Testosterone is usually mentioned in the context of men’s health when both males and females produce it. Testosterone is a hormone produced in the testes, as well as ovaries and adrenal cortex. Higher levels are found in men but spikes (both high and low) can impact physical and mental health. Though usually linked to sex drive, unhealthy testosterone levels are associated with weight gain, weaker bones, depression, low energy levels and less body hair.
A man’s testosterone levels begin to decline around the age of 30, but there are several things a person can do to increase it. Weight training, weight loss and high-intensity training have proven highly effective at naturally boosting testosterone levels.
Lifting weights and heavy resistance training has one of the greatest effects on testosterone. To optimise this, for the most effective session, you should aim to use as many muscles as you can. This means overall, full body workouts and compound lifts that engage as many of your larger muscle groups as possible. You should choose these in place of isolating exercises that work smaller muscles, such as bicep curls and leg extensions.
For optimum results go for a heavy lifting session, as opposed to reps. Shorter rest periods between exercises are also widely recommended so opt for a high percentage of your one rep max and 5 sets of 5. The logic here is that you may spread out more lifts of a higher weight while taking advantage of a short rest in between.
Weightlifting activates production of cortisol, which cancels out testosterone, meaning that overdoing it can work against you. For this reason stick to a rule of working out for less than 60 minutes, or a maximum of 20 reps, depending on your experience and recovery times.
It’s not all about building and heavy weights. If you are overweight then you will have lower testosterone. A good place to start is to reduce the amount of processed sugar and refined carbs in your diet. Carbs are an essential part of your nutrition, but there are good and bad kinds.
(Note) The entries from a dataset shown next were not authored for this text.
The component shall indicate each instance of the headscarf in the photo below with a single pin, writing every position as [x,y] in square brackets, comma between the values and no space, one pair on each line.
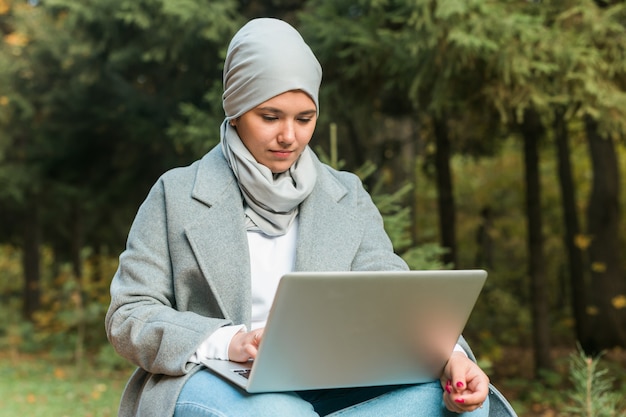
[265,58]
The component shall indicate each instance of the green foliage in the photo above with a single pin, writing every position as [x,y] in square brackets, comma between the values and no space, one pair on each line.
[593,393]
[70,322]
[38,386]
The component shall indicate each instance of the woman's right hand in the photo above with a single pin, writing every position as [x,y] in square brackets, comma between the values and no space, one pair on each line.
[244,345]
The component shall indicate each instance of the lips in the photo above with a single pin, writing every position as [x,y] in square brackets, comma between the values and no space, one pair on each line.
[282,154]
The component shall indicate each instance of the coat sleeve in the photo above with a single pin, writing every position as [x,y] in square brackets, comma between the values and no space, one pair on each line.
[142,322]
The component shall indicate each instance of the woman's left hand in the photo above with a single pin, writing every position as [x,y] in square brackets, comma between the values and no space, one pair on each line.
[465,385]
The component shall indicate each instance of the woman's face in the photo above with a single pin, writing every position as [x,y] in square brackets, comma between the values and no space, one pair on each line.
[277,131]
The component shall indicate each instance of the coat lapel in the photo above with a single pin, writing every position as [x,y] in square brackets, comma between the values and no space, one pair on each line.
[327,218]
[218,238]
Refined (or empty) carbs are a bit like putting the wrong fuel in your car. It is technically fuel, but not what your body needs to keep it running as well as it could. These are usually found in processed foods and can leave you feeling hungry sooner, as well as sluggish. The answer is simple, with a few slight adjustments you needn’t starve yourself but instead replace the likes of white bread and French fries with whole grains, oats and sweet potatoes.
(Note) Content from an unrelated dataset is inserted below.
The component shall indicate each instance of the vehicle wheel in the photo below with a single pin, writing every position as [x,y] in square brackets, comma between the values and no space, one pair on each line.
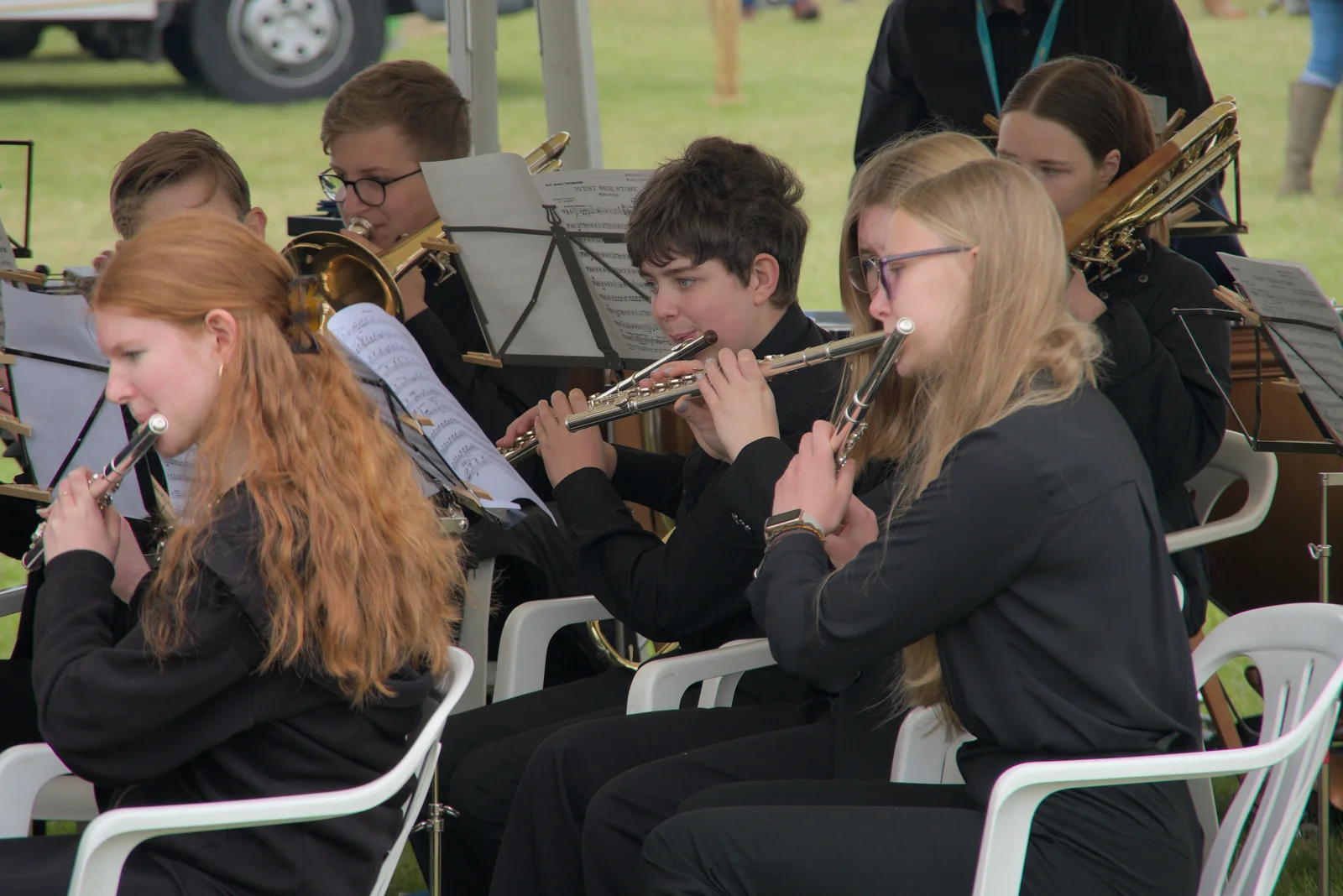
[274,51]
[178,51]
[19,38]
Intermittent fasting has been proven to boost testosterone levels, though it comes with a myriad of other health risks. Intermittent fasting boosts testosterone by increasing the expression of satiety hormones including insulin, leptin, adiponectin, glucagon-like peptide-1 (GLP-1), cholecystokinin (CKK) and melanocortins, all of which are known to potentiate healthy testosterone actions, increase libido and prevent age-related testosterone decline.
Due to the negative effect that being hungry can have on your testosterone (and libido), a sturdy whey protein supplement after exercise can be a far healthier option than going without food.
Regular high-intensity interval training has been proven to prevent testosterone levels from dropping, as opposed to longer, easier paced endurance running and exercise that doesn’t have a great impact.
HIIT means getting your heart rate up and keeping it up for short intervals followed by shorter rests. The good news is sessions are over quicker than most, with you working to the max for under 20 minutes. A good rule of thumb to go by is the 2:1 ratio, meaning you work at high intensity for one minute (running, cycling, whichever cardio exercise you choose) and then rest for thirty seconds. Doing this continuously for as long as you can manage (12 mins is a good target).